Ainda não cheguei ao pedaço desse Brasil alternativo onde se encontram os 10,7% totalmente imunizados. Mas o primeiro estágio da migração já foi uma experiência fabulosa. Por alguma razão, não consigo festejar como gostaria. Oscilo entre o desconforto e o receio. Sinto-me desconfortável ao lembrar dos 77,5% que ainda não chegaram nem à primeira dose. Fico receoso porque minha segunda dose foi marcada para 30 de agosto. E não tenho a certeza de que ela estará lá nesse dia, à minha espera.
O que distingue a mudança de fases na evolução humana é o que o homem considera bom mesmo em cada estágio da existência. Não apenas bom. Melhor do que tudo. Bom mesmo. Depois de mais de um ano de home office e isolamento, eu estava me sentindo mais ou menos como um figurante —daqueles que apareciam no final da relação dos personagens numa peça de Shakespeare: "mendigos, feirantes, etc..." Eu era um etcétera do enredo das vacinas. Até algumas horas atrás, bom mesmo para mim era a primeira dose.
Na fila, me dei conta de que bom mesmo é tomar a vacina junto com a mulher amada.
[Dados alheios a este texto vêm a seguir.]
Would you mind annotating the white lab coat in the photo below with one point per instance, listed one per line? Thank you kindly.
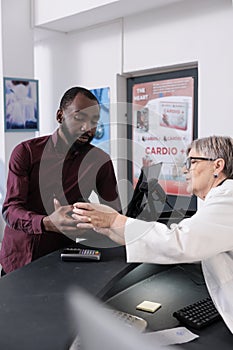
(207, 237)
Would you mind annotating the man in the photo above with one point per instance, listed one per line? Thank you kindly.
(50, 173)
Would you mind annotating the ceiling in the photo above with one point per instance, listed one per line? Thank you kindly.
(104, 13)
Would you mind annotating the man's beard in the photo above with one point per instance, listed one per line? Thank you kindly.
(73, 141)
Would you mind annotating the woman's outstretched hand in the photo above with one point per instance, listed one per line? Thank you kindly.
(101, 218)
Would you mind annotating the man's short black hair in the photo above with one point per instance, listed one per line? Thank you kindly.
(70, 94)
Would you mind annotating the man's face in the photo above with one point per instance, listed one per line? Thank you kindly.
(79, 120)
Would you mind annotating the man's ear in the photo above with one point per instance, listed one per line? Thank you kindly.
(219, 164)
(59, 116)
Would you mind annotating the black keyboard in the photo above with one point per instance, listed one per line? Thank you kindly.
(198, 315)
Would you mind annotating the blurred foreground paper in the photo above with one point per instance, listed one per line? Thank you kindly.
(98, 329)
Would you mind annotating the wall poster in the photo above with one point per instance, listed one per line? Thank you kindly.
(21, 104)
(162, 125)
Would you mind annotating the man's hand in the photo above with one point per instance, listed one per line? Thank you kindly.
(62, 221)
(94, 215)
(102, 219)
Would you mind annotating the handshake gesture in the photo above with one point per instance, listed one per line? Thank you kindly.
(101, 218)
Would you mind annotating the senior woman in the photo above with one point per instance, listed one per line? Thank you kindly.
(207, 236)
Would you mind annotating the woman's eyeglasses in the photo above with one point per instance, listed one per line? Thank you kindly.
(188, 162)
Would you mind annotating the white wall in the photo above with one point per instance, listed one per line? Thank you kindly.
(195, 31)
(17, 54)
(198, 31)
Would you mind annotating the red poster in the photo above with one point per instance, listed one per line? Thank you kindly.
(162, 129)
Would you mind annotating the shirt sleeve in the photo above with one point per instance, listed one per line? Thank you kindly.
(14, 210)
(206, 234)
(107, 186)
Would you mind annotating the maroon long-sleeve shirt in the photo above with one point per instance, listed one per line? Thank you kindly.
(39, 169)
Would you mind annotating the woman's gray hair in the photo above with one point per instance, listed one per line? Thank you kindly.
(215, 147)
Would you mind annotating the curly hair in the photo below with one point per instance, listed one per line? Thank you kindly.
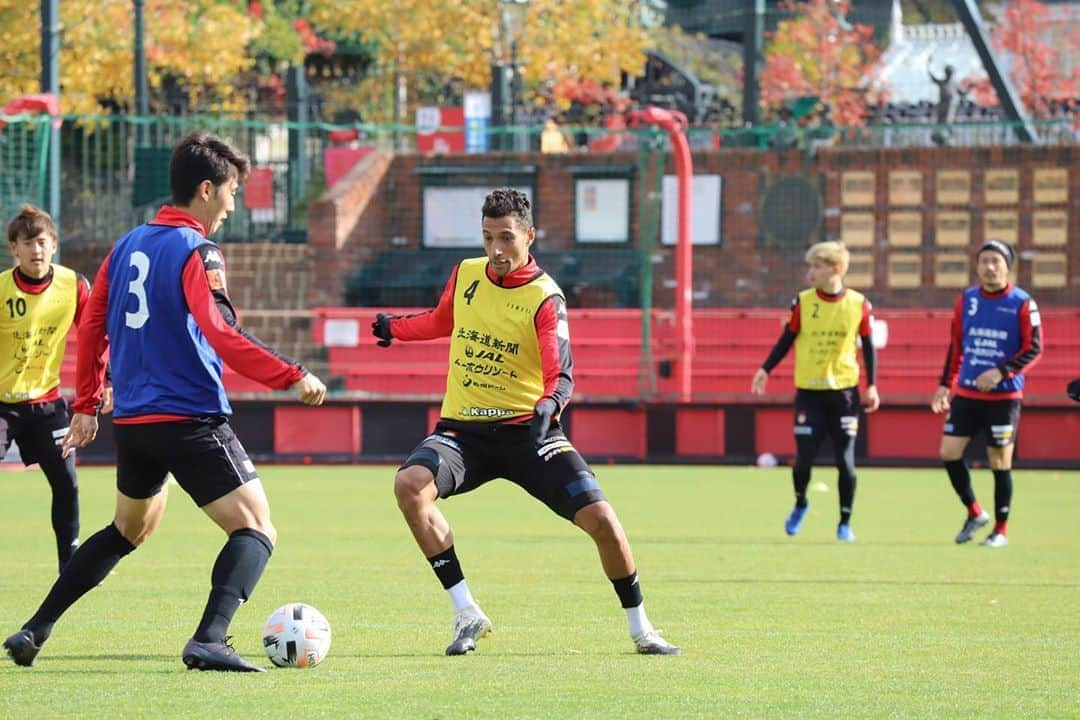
(508, 201)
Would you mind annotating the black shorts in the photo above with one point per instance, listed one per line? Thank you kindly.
(37, 428)
(821, 413)
(464, 458)
(999, 419)
(202, 453)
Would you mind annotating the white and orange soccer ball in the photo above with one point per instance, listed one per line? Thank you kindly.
(296, 635)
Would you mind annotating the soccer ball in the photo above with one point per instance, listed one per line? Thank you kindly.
(296, 635)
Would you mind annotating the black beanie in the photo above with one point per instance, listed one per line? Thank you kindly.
(1074, 389)
(999, 247)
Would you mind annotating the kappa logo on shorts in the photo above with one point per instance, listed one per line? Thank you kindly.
(552, 448)
(443, 439)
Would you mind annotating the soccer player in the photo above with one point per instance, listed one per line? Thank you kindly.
(41, 301)
(160, 302)
(995, 338)
(510, 378)
(826, 322)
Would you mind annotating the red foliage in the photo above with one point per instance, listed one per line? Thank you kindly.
(818, 53)
(1036, 73)
(589, 92)
(312, 41)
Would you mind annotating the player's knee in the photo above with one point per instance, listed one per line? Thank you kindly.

Temos, eu e minha doce Liliane, a mesma idade. Deixei o posto de vacinação em outro estágio, feliz como uma criança que recebe o presente desejado. Para um menino, bom mesmo é mãe. Lembrei do tempo em que minha mãe transformava cada vacina numa aventura. Imunizado, eu viraria super-herói, não jacaré.
À espera da terceira onda e da segunda dose, chego à conclusão de que bom mesmo seria ter de volta aquele Brasil em que vacina era algo corriqueiro e cloroquina era apenas um remédio ótimo para o tratamento do lúpus e malária. Bom mesmo é a racionalidade.